Effects of CBD supplementation on ambulatory blood pressure and serum urotensin-II concentrations in Caucasian patients with essential hypertension: A sub-analysis of the HYPER-H21-4 trial.

HYPER-H21-4 was a randomized crossover trial that aimed to determine if cannabidiol (CBD), a non-intoxicating constituent of cannabis, has relevant effects on blood pressure and vascular health in patients with essential hypertension. In the present sub-analysis, we aimed to elucidate whether serum urotensin-II concentrations may reflect hemodynamic changes caused by oral supplementation with CBD. The sub-analysis of this randomized crossover study included 51 patients with mild to moderate hypertension that received CBD for five weeks, and placebo for five weeks. After five weeks of oral CBD supplementation, but not placebo, serum urotensin concentrations reduced significantly in comparison to baseline (3.31 ± 1.46 ng/mL vs. 2.08 ± 0.91 ng/mL, P < 0.001).

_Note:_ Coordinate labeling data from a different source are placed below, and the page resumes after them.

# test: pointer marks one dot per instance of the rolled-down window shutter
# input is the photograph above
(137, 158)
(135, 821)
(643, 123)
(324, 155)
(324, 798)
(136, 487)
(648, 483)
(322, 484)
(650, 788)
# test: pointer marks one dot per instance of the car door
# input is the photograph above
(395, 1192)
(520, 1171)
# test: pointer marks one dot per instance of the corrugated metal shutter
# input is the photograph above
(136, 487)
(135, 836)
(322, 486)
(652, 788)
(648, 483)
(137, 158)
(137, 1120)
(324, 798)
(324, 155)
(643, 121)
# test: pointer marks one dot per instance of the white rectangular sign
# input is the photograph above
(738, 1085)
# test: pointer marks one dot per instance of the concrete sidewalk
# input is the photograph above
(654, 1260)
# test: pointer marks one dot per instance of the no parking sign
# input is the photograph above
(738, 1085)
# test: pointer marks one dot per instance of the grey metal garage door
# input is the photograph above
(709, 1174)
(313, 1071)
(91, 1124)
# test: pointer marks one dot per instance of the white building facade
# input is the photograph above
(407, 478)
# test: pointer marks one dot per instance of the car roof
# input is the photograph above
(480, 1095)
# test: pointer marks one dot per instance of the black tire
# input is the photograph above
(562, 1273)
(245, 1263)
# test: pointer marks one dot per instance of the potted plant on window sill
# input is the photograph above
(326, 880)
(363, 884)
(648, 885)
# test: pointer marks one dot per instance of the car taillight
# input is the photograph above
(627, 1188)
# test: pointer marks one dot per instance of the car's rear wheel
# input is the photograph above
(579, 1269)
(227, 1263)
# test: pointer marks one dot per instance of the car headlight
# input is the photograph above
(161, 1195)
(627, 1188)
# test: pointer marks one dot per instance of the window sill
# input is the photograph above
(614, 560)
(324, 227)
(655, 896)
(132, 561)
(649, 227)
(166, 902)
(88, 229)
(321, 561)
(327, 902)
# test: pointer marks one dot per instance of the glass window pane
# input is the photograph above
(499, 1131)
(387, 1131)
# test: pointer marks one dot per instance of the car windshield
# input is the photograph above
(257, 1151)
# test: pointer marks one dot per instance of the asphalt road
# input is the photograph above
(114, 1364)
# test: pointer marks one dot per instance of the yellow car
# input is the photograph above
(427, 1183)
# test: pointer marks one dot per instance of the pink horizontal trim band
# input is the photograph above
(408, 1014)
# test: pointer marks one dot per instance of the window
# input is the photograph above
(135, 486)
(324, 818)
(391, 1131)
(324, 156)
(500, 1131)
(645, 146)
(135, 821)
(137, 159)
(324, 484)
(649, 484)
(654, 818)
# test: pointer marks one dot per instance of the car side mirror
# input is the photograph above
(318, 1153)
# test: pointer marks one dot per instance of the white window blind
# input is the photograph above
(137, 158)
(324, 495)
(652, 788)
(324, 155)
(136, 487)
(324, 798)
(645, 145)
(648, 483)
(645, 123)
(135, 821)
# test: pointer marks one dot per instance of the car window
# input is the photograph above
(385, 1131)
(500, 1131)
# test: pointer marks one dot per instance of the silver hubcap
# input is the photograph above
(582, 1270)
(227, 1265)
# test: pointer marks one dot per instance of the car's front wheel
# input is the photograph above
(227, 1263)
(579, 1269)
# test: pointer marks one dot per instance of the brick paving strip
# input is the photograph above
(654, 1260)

Following the five weeks of CBD supplementation, the magnitude of reduction in 24 h mean arterial pressure (MAP) positively correlated with the extent of change in serum urotensin levels (r = 0.412, P = 0.003); this association was independent of age, sex, BMI and previous antihypertensive treatment (ß ± standard error, 0.023 ± 0.009, P = 0.009). No correlation was present in the placebo condition (r = -0.132, P = 0.357). In summary, potent vasoconstrictor urotensin seems to be implicated in CBD-mediated reduction in blood pressure, although further research is needed to confirm these notions.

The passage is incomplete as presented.